While flatting in Cambridge Terrace, and supported by Angus's nomination, Bensemann joined The Group in 1938. Seven of the nine works he submitted to this exhibition were portraits – including a self-portrait, a portrait of Rita Angus and one of Lawrence Baigent. He continued to show regularly as a Group member and was represented in the final exhibition in 1977 with four paintings, this time all landscapes. Bensemann was a regular exhibitor of paintings, caricatures and typography in both dealer galleries and public venues through to the 1980s. His work is represented in a number of public collections in New Zealand.

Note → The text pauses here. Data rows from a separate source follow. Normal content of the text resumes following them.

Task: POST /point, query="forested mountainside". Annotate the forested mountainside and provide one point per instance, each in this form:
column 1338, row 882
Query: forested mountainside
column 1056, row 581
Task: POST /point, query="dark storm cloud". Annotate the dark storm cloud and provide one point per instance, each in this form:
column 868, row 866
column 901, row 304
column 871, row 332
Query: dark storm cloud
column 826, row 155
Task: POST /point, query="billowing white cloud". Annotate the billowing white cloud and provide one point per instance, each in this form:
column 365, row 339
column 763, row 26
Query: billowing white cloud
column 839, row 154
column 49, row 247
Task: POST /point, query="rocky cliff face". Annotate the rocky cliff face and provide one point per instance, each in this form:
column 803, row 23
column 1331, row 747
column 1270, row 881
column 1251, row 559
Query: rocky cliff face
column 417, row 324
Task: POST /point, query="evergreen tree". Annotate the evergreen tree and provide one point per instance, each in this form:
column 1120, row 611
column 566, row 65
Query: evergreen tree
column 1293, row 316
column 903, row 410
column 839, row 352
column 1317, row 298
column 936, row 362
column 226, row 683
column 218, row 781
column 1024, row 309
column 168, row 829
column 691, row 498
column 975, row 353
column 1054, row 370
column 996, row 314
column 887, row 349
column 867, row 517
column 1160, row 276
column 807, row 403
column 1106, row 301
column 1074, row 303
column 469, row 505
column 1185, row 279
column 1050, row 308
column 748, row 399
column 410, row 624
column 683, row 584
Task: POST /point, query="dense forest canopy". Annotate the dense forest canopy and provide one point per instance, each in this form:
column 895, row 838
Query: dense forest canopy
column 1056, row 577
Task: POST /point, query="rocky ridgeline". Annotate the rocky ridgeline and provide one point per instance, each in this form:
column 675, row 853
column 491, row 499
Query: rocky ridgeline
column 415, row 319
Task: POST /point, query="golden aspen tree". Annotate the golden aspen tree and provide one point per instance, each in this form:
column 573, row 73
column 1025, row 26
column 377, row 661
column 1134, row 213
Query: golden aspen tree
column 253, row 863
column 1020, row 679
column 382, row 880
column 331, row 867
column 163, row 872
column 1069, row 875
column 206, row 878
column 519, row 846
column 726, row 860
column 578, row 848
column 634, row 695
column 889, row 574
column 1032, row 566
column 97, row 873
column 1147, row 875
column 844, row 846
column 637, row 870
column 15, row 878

The first painting to enter a public collection was Canterbury Spring (1961), purchased by the Robert McDougall Art Gallery the same year it was painted.

=== Solo exhibitions ===
Bensemann's solo exhibitions included:
- 1972 Leo Bensemann Retrospective Rue Pompallier Gallery Akaroa. 38 paintings from 1936 to 1972. Critic G.T.M described Bensemann as one of the early artists who, ‘began to “see” New Zealand rather than just “look” at it.’
- 1979 Leo Bensemann Brooke Gifford Gallery, Christchurch
- 1981 Leo Bensemann: Drawings Brooke Gifford Gallery, Christchurch
- 2011 Leo Bensemann: A Fantastic Art Venture Christchurch Art Gallery. The exhibition was only open for 12 days closing prematurely when Christchurch suffered a major earthquake.
- 2025 Leo Bensemann: Paradise Garden Christchurch Art Gallery Toi Wai Whetu  “paintings based on the hills, beaches and intriguing karst rock formations that dominate Mohua Golden Bay”

== Collections ==
Bensemann's work is held in public collections, including:
- Christchurch Art Gallery
- Auckland Art Gallery
- Dunedin Public Art Gallery
- The Suter Art Gallery

== Honours and awards ==
In the 1985 New Year Honours, Bensemann was appointed an Officer of the Order of the British Empire, for services to art, literature and printing.